The report was commissioned by President Johnson in an effort to determine and help quell the rising tide of urban violence in the middle 1960s. The Commission's main conclusion can be summed up in that oft-quoted line.
Forty years later the situation for black Americans is not by any means perfect, but it is much better.
However, for all the areas of society in which blacks -- and by extension all minorities -- have enjoyed some measure of parity, there is one glaring and ironic omission: the very media which is so often accused of having a liberal bias. It is, in fact, only liberal in its decades-long run of institutionalized discrimination.
Take a look back. The Kerner Report broke it down like this: The journalistic profession has been shockingly backward in seeking out, hiring, training and promoting Negroes.
The italics mine.
Fast forward ten years and the American Society of Newspaper Editors decided to make it their mission to have news rooms reflect the real world in their racial breakdown by calendar year 2000.
And it only took them ten years to come up with that bit of genius.
And they gave themselves twenty-two years to get the job done.
So they gave themselves another twenty-five years. And if they don't get it done by then, eventually the world'll end and that'll be that with that.

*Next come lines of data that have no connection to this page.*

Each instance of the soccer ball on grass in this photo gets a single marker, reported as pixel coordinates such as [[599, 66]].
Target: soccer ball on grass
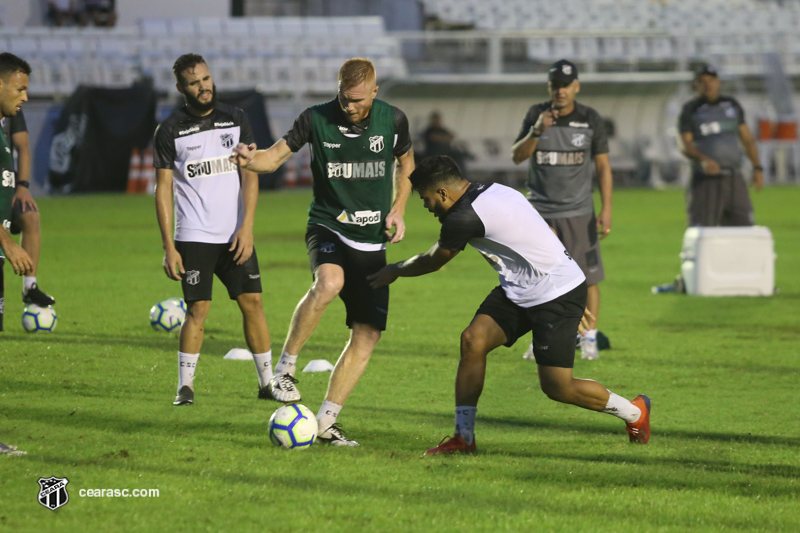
[[36, 318], [168, 315], [293, 426]]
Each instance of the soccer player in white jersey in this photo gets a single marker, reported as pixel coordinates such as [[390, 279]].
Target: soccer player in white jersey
[[215, 205], [542, 290]]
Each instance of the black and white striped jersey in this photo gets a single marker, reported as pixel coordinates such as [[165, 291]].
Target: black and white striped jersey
[[206, 185], [501, 224]]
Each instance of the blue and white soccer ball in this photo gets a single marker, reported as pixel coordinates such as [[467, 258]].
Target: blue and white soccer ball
[[36, 318], [293, 426], [168, 315]]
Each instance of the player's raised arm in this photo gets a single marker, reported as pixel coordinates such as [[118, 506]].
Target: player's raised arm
[[261, 161], [402, 189], [173, 263], [419, 265]]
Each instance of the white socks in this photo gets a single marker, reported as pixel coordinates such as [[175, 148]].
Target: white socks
[[28, 282], [327, 414], [465, 422], [187, 362], [287, 364], [263, 363], [622, 408]]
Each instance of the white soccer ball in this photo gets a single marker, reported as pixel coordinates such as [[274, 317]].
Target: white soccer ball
[[168, 315], [36, 318], [293, 426]]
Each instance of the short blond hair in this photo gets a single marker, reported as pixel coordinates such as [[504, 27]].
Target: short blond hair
[[354, 72]]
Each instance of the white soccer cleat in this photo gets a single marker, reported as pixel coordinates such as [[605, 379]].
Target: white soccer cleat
[[529, 355], [589, 349], [282, 388]]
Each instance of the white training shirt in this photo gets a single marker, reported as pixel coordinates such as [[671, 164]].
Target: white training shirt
[[206, 185], [501, 224]]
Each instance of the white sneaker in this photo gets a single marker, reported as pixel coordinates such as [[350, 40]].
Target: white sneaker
[[529, 355], [589, 348], [335, 437], [282, 388]]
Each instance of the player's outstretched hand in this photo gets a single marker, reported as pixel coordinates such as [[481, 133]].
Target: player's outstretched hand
[[395, 220], [19, 259], [24, 197], [243, 244], [385, 276], [173, 264], [243, 154]]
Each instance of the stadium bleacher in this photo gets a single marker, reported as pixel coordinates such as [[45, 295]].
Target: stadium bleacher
[[277, 55]]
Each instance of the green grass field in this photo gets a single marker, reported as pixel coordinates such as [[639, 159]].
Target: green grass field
[[92, 401]]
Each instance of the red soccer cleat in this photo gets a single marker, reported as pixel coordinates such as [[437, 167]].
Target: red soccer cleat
[[450, 445], [639, 431]]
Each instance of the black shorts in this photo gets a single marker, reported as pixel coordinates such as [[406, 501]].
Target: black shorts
[[719, 201], [202, 260], [578, 234], [554, 324], [364, 304]]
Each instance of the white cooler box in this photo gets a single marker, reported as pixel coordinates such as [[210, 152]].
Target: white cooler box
[[728, 261]]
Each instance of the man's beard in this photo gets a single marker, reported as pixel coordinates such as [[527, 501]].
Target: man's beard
[[197, 105]]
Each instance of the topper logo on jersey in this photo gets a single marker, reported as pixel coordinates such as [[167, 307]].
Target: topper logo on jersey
[[376, 143], [559, 159], [214, 166], [227, 140], [360, 218], [360, 170]]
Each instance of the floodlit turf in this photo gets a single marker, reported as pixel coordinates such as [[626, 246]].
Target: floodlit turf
[[92, 401]]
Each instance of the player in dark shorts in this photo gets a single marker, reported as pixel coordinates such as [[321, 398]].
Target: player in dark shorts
[[14, 73], [215, 205], [355, 141], [566, 145], [713, 132], [542, 290], [714, 137], [25, 213]]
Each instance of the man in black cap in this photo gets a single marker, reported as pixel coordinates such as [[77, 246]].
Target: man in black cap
[[566, 145], [714, 132]]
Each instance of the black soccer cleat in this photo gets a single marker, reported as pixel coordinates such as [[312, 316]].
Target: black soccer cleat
[[34, 295], [264, 393], [185, 396], [334, 436]]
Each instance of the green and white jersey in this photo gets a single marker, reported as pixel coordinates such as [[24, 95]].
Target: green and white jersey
[[353, 167], [8, 185]]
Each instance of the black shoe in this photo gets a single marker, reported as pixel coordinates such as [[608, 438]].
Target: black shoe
[[264, 393], [335, 437], [602, 341], [34, 295], [185, 396]]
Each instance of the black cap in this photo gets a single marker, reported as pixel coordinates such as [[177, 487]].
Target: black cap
[[705, 69], [563, 72]]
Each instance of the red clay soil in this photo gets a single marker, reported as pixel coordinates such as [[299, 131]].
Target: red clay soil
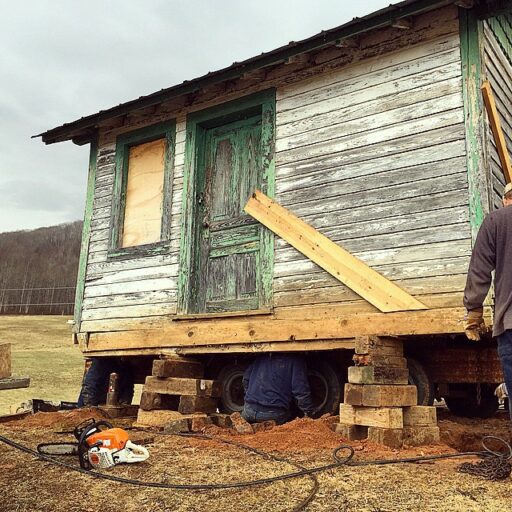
[[306, 436], [59, 419]]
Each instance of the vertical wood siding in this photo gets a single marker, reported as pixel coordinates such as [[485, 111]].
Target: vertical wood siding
[[498, 68], [372, 154]]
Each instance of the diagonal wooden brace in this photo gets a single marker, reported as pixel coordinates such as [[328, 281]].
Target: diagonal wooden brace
[[352, 272]]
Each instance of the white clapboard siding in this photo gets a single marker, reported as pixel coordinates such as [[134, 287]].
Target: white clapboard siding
[[499, 73], [129, 299], [371, 154], [432, 254], [360, 155]]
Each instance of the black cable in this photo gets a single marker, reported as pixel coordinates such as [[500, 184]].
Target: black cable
[[190, 487], [263, 481]]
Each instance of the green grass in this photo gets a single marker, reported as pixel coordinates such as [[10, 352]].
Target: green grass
[[42, 349]]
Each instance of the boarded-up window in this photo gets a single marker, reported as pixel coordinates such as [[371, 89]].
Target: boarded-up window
[[144, 194]]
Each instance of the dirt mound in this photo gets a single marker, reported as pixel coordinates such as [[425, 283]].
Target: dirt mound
[[59, 419], [465, 434]]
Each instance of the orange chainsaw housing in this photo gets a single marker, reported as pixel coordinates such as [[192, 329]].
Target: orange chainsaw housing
[[113, 438]]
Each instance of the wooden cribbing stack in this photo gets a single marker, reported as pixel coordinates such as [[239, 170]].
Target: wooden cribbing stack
[[379, 404], [177, 398]]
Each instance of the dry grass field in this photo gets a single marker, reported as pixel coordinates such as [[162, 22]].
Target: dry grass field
[[42, 350]]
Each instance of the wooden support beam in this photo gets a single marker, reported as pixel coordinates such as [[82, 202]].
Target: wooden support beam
[[385, 417], [497, 131], [383, 395], [177, 367], [338, 328], [178, 386], [352, 272], [378, 375], [14, 383]]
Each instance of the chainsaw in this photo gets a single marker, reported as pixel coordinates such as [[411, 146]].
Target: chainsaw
[[98, 447]]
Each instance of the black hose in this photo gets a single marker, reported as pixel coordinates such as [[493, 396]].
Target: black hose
[[339, 461]]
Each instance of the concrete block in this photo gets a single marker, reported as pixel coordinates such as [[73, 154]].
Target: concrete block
[[191, 404], [379, 346], [241, 425]]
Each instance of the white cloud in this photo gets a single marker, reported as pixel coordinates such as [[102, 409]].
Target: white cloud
[[61, 60]]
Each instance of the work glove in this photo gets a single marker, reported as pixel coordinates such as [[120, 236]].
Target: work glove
[[475, 324]]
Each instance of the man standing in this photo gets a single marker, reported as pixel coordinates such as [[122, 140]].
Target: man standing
[[273, 383], [493, 251]]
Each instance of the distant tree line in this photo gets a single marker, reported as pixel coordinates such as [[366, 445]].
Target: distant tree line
[[38, 270]]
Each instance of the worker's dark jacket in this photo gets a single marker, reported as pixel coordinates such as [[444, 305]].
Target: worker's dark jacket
[[274, 381], [492, 251]]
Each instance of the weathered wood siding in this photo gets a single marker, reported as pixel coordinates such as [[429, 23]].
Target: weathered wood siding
[[374, 157], [498, 68], [369, 149]]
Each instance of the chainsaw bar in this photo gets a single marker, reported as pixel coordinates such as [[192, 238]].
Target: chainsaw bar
[[58, 448]]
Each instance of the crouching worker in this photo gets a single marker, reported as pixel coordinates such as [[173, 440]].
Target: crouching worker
[[95, 383], [274, 383]]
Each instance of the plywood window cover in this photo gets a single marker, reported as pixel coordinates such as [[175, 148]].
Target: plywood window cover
[[369, 284], [157, 236], [142, 222]]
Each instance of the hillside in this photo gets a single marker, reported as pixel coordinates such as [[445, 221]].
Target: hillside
[[38, 269]]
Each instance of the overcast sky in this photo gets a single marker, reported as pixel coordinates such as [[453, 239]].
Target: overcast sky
[[63, 59]]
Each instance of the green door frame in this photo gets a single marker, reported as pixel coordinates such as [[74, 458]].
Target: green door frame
[[263, 102]]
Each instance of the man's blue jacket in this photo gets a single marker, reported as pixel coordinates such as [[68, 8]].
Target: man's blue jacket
[[276, 380]]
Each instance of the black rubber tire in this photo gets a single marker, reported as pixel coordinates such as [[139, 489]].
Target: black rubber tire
[[419, 377], [326, 386], [468, 407], [232, 394]]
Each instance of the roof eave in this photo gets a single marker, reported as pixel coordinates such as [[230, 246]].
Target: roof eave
[[80, 129]]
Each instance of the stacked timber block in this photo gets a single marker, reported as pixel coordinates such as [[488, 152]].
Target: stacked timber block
[[379, 404], [177, 398]]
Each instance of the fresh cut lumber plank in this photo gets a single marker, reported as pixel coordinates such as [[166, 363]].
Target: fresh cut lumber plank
[[497, 130], [380, 395], [378, 375], [5, 360], [177, 367], [352, 272], [179, 386], [419, 415], [385, 417]]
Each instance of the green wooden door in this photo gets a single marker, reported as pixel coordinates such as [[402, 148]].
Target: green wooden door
[[227, 257]]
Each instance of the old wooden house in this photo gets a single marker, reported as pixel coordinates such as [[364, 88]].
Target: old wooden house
[[373, 133]]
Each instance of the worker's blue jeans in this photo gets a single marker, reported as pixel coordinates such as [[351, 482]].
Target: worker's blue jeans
[[95, 383], [254, 414], [505, 353]]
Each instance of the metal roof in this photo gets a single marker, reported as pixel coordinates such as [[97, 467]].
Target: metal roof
[[81, 129]]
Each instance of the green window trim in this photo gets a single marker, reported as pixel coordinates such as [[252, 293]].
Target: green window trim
[[471, 41], [265, 103], [124, 142], [86, 235]]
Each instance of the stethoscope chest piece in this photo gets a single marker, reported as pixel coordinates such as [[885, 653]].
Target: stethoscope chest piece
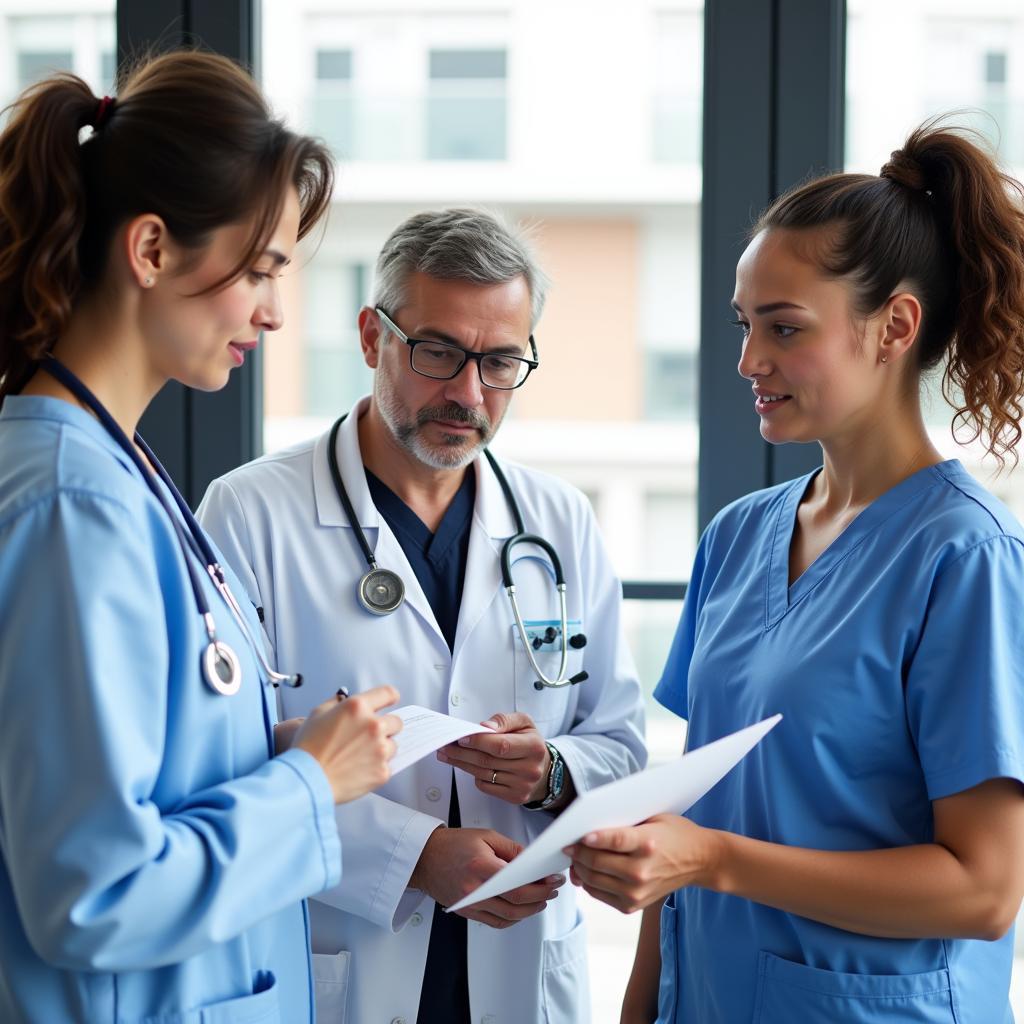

What's shocking is the blind spot the media has for its own failings. The exemplar prime is a recent op-ed piece by Frank Rich of the New York Times. Entitled "The Grand Old White Party Confronts Obama," Rich wrote that the problem with John McCain's posse -- way to throw in a dated urbanism -- is not just its age but its demographic monotony: all white and nearly all male.
It's not that Rich doesn't have a point regarding the Republicans. However, why waste ink -- or bytes -- hectoring a political party that risks its own demise when he would do better to take his bosses to task?
The New York Times and Frank Rich are, of course, not alone in their hypocrisy. However, as the self-styled standard bearer of liberalism they would do better to lead by example rather than rhetoric. It has, after all, been forty years.